Alimentación

Por qué es bueno “activar” los frutos secos en agua

Qué beneficios aporta realizar este proceso

viernes 30 de abril de 2021 - 7:08 am

Los frutos secos comparten una característica: en su composición natural tienen menos de un 50% de agua. También se destacan por su contenido de proteínas, grasas, oligoelementos, y vitaminas que les confieren propiedades saludables.

No hay que confundirlos con la fruta desecada o deshidratada. Los primeros son semillas cubiertas por una dura cáscara, mientras que las segundas son frutas a las que se les extrajo el agua mediante técnicas de secado. Ejemplos de frutos secos son: almendras, anacardos, avellanas, maní, castañas, nueces, pistachos, y semillas o pepitas de calabaza, ajonjolí, o girasol, entre otros.

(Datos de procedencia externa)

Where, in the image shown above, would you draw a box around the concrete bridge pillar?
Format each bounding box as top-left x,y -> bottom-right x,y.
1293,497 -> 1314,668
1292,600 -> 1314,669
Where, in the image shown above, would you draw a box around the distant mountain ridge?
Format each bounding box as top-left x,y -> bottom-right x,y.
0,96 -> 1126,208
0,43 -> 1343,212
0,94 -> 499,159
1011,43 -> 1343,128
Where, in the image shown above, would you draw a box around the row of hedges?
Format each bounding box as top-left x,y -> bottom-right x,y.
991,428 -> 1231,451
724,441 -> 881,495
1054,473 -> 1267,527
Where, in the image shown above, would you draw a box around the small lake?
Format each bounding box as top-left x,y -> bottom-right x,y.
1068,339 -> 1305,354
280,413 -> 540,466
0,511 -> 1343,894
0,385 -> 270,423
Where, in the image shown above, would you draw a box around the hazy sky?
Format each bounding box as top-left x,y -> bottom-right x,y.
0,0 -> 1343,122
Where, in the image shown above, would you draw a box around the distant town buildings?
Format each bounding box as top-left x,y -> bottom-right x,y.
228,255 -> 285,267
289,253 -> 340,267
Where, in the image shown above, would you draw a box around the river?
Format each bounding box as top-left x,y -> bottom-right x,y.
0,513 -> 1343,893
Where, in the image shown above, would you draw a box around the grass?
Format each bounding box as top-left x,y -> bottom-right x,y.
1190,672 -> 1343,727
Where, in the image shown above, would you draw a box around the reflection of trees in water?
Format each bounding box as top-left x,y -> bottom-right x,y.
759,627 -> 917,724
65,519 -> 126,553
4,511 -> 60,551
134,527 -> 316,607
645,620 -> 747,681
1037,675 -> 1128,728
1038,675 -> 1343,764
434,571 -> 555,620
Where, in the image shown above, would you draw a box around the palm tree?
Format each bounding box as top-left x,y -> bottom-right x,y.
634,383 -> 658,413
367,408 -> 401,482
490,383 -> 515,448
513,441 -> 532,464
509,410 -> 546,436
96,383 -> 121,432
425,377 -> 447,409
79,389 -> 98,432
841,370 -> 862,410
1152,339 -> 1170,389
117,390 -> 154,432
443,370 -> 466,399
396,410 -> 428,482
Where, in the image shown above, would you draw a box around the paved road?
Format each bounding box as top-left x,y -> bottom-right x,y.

Su consumo debe ser moderado debido a su cantidad de calorías y complementarse con una dieta saludables y ejercicio regular. Se recomeinda realizar un procedimiento antes de comerlos para potenciar aún más sus beneficios: remojarlos o activarlos en agua. Con esto se busca eliminar sus antinutrientes, que son compuestos que interfieren en la absorción de determinados nutrientes. En el caso de los frutos secos, el ácido fítico (fitato) es el antinutriente que se encuentra en mayor proporción.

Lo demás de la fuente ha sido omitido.